The microbials were killed if the vegetables were washed and cooked properly. But the problem occurred with many types of vegetables which were eaten raw or par-cooked.

Farming practices

Earlier this year, Today Tonight revealed shocking farming practices in certain countries, such as Thailand, India and China. Dangerous chemicals such as DDT and Deildren, banned in Australia decades ago, were being used on vegetable crops.

Tests on dried foods imported into Australia showed 16 out of 50 (one in three) had carcinogenic residues.

"Yet we allow products to come into this country that contain these chemicals," Mr Laird said. "It's just not good enough."

In China, untreated animal waste and human excrement from nearby toilet blocks were being used as fertiliser on hectares of vegetables, including cauliflower, celery, cabbages, snow peas, corn. These vegetables were grown for export to many countries, including Australia.

"The whole area of China seems to be a disaster looking for somewhere to happen," Mr Sibraa said. "The hygiene is not very good for a start, nobody's really checking it. They pretend they are but they are not."

"And the use of human faeces to cultivate crops is just beyond anyone's comprehension."

Professor Collignon urged far tougher standards for imports.

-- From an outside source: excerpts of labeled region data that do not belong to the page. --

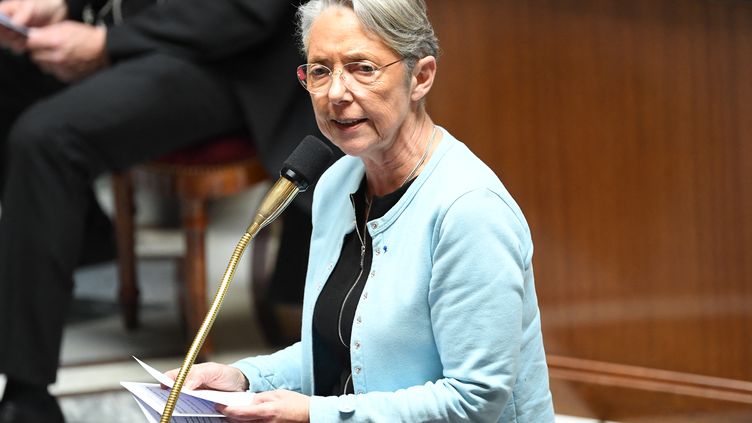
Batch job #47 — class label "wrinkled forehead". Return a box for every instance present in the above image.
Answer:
[307,6,395,63]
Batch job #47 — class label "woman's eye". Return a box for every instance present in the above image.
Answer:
[350,63,376,74]
[308,66,329,78]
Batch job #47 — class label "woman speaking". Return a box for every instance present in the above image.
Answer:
[169,0,554,423]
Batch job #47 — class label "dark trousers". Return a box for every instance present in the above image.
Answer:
[0,51,244,385]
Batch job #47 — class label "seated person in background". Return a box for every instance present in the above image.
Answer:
[168,0,554,423]
[0,0,318,423]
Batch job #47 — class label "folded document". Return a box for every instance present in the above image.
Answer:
[120,357,253,423]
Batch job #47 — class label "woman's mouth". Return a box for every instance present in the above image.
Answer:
[332,119,368,129]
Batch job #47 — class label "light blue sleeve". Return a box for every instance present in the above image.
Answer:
[310,189,534,423]
[231,342,302,392]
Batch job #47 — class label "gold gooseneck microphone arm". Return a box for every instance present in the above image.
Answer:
[159,178,300,423]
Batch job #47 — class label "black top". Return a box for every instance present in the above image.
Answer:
[313,177,412,395]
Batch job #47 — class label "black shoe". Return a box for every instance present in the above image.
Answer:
[0,399,65,423]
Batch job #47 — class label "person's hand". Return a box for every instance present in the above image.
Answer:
[165,362,248,392]
[216,389,311,423]
[26,21,108,82]
[0,0,68,53]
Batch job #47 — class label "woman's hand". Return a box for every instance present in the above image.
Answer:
[217,389,311,423]
[165,363,248,392]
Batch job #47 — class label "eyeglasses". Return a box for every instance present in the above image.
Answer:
[298,59,403,94]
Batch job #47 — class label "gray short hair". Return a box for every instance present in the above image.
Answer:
[298,0,439,69]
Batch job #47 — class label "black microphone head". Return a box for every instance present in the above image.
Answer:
[280,135,334,191]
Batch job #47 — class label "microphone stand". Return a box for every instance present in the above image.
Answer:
[159,178,300,423]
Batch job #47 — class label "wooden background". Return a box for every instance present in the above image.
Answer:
[428,0,752,422]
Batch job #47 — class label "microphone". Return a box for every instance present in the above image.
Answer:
[246,135,334,238]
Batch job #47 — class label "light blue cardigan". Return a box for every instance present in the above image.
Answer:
[233,129,554,423]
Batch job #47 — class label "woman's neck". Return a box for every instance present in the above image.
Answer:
[364,115,441,197]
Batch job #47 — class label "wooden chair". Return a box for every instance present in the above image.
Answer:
[112,137,269,359]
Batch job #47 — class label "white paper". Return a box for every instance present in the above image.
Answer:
[120,357,253,423]
[133,357,253,406]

"The trouble at the moment is, trade seems to outweigh public health and we need to make sure public health has pre-eminence rather than money," declares infectious diseases physician, Professor Collignon.

He warned that some bugs on these foods were antibiotic-resistant.

"We need higher testing levels on importing foods than we do for our own food," Professor Collignon said. "And we need to, in fact, have extra standards produced, because antibotic resistance in bacteria is a major issue and there's no way that's even tested for currently."

When vegetables came into Australia, they were not routinely tested.

"It is ridiculous that the Australian government does not test imported produce for microbial contamination," Mr Laird said. "At the moment, fresh produce can come into Australia with no testing looking at E.coli levels at all.

"And that is just a national disgrace."

"Country of origin" labels

An AusVeg survey showed 97 per cent of people wanted to know the country of origin on the products they buy.

But most of those surveyed said they often could not tell from labels where the food was grown. AusVeg said that under proposed new labelling laws, that would not change.

The labels allowed were as follows:
* "Product of Australia" meant it was grown in Australia.
* The label "Made from imported and local ingredients" did not tell consumers how much was imported and from where.

* "Made in Australia" or say, "Made in Italy" could mean the food was not from those countries at all. It might have been just packaged there.

The new Country of Origin labelling proposals just released by Food Standards Australia and New Zealand would still allow these labels.

"So you could have imported tomatoes under the label, "Made in Australia"," Mr Laird said.

For years, tomatoes grown in China and packaged in Italy had been labelled "Made in Italy", Mr Laird claimed.

AusVeg has called for labels that tell consumers exactly which country products came from, along with the percentage.